The Council of States (Rajya Sabha) is the Upper House of our Parliament. It consists of not more than 250 members, out of which, 238 members represent the States and Union territories and 12 members are nominated by the President from amongst the persons having special knowledge and practical experience in respect of such matters as literature, science, art and social service. At present, the actual strength of Rajya Sabha is 245.
Special Powers of Rajya Sabha
Rajya Sabha represents the federal principle in Indian polity. Members of Rajya Sabha do not represent any constituency like the Members of Lok Sabha; they represent a particular State/ Union Territory. Being the federal chamber of Parliament of India, it enjoys the following special powers under the Constitution:
The charges against the Vice-President can be levelled only at the Rajya Sabha.

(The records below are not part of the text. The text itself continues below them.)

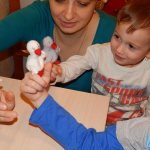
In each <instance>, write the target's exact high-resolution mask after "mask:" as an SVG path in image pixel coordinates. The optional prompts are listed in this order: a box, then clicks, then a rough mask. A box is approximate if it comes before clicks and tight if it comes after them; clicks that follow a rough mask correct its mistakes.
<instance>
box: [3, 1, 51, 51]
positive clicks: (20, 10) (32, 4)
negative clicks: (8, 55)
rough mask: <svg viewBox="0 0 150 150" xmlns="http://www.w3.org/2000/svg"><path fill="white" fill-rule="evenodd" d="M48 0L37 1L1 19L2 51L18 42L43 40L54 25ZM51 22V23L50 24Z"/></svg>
mask: <svg viewBox="0 0 150 150" xmlns="http://www.w3.org/2000/svg"><path fill="white" fill-rule="evenodd" d="M50 21H52V18H51V15H50V10H49V3H48V1H43V2H40V1H36V2H34V3H32V4H31V5H29V6H27V7H25V8H23V9H20V10H18V11H16V12H14V13H11V14H10V15H8V16H6V17H5V18H4V19H2V20H0V43H1V44H0V51H3V50H4V49H6V48H9V47H11V46H12V45H14V44H16V43H17V42H26V41H28V40H31V39H34V40H37V41H39V42H40V41H41V40H42V39H43V37H44V36H45V35H47V34H48V32H49V31H50V28H52V27H51V26H52V25H53V23H52V22H50ZM50 24H51V25H50Z"/></svg>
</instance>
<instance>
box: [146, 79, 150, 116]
mask: <svg viewBox="0 0 150 150" xmlns="http://www.w3.org/2000/svg"><path fill="white" fill-rule="evenodd" d="M146 92H147V93H148V96H149V98H148V102H147V105H146V116H148V117H150V81H149V83H148V84H147V91H146Z"/></svg>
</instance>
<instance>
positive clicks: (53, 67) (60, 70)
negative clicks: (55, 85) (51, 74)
mask: <svg viewBox="0 0 150 150" xmlns="http://www.w3.org/2000/svg"><path fill="white" fill-rule="evenodd" d="M52 73H53V74H54V75H56V76H57V75H61V74H62V69H61V67H60V66H59V65H53V68H52Z"/></svg>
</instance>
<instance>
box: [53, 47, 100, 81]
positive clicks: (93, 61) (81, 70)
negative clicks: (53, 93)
mask: <svg viewBox="0 0 150 150" xmlns="http://www.w3.org/2000/svg"><path fill="white" fill-rule="evenodd" d="M99 52H100V45H99V44H95V45H92V46H89V47H88V48H87V51H86V54H85V55H84V56H80V55H74V56H72V57H70V58H69V59H68V60H67V61H65V62H62V63H61V64H60V65H61V67H62V76H61V77H60V76H57V79H56V82H62V83H66V82H69V81H72V80H74V79H76V78H77V77H79V76H80V75H81V74H82V73H84V72H85V71H86V70H90V69H93V70H95V69H96V68H97V66H98V64H99V56H100V53H99Z"/></svg>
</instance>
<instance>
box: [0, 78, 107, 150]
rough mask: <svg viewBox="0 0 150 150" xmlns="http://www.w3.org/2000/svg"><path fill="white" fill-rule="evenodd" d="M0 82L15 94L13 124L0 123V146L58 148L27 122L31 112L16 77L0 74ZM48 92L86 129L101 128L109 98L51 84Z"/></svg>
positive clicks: (103, 127) (31, 149) (51, 141)
mask: <svg viewBox="0 0 150 150" xmlns="http://www.w3.org/2000/svg"><path fill="white" fill-rule="evenodd" d="M0 78H1V79H2V80H3V81H2V82H0V85H1V86H2V87H3V88H4V89H5V90H11V91H13V92H14V94H15V97H16V107H15V111H17V113H18V119H17V121H16V122H14V123H13V124H0V149H2V150H35V149H36V150H48V149H50V150H62V149H63V148H62V146H61V145H59V144H58V143H57V142H56V141H55V140H53V139H52V138H51V137H49V136H48V135H46V134H45V133H44V132H42V131H41V130H40V129H39V128H38V127H34V126H32V125H30V124H29V117H30V115H31V113H32V111H33V108H32V106H31V105H29V104H28V102H27V101H26V99H24V98H23V97H22V96H21V95H20V91H19V90H20V80H15V79H10V78H5V77H0ZM49 93H50V94H51V95H52V96H53V97H54V98H55V100H56V101H57V102H58V103H59V104H60V105H61V106H63V107H64V108H65V109H66V110H67V111H69V112H70V113H71V114H72V115H73V116H74V117H75V118H76V119H77V120H78V121H79V122H81V123H82V124H84V125H85V126H86V127H87V128H95V129H96V130H97V131H103V130H104V129H105V122H106V116H107V111H108V105H109V98H108V97H106V96H100V95H96V94H90V93H84V92H79V91H74V90H68V89H64V88H58V87H54V86H52V87H51V88H50V90H49Z"/></svg>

Article 249 of the Constitution
It provides that Rajya Sabha may pass a resolution, by a majority of not less than two-thirds of the Members present and voting to the effect that it is necessary or expedient in the national interest that Parliament should make a law with respect to any matter enumerated in the State List. Then, Parliament is empowered to make a law on the subject specified in the resolution for the whole or any part of the territory of India. Such a resolution remains in force for a maximum period of one year but this period can be extended by one year at a time by passing a further resolution.
Article 312 of the Constitution
If Rajya Sabha passes a resolution by a majority of not less than two-thirds of the Members present and voting declaring that it is necessary or expedient in the national interest to create one or more All India Services common to the Union and the State, Parliament has the power to create by law such services.
Under the Constitution, President is empowered to issue Proclamations in the event of the national emergency (Article 352), in the event of failure of constitutional machinery in a State (Article 356), or in the case of financial emergency (Article 360).
Normally, every such proclamation has to be approved by both Houses of Parliament within a stipulated period. Under certain circumstances, however, Rajya Sabha enjoys special powers in this regard. If a Proclamation is issued at a time when Lok Sabha takes place within the period allowed for its approval, then the Proclamation can remain effective if a resolution approving it, is passed by Rajya Sabha.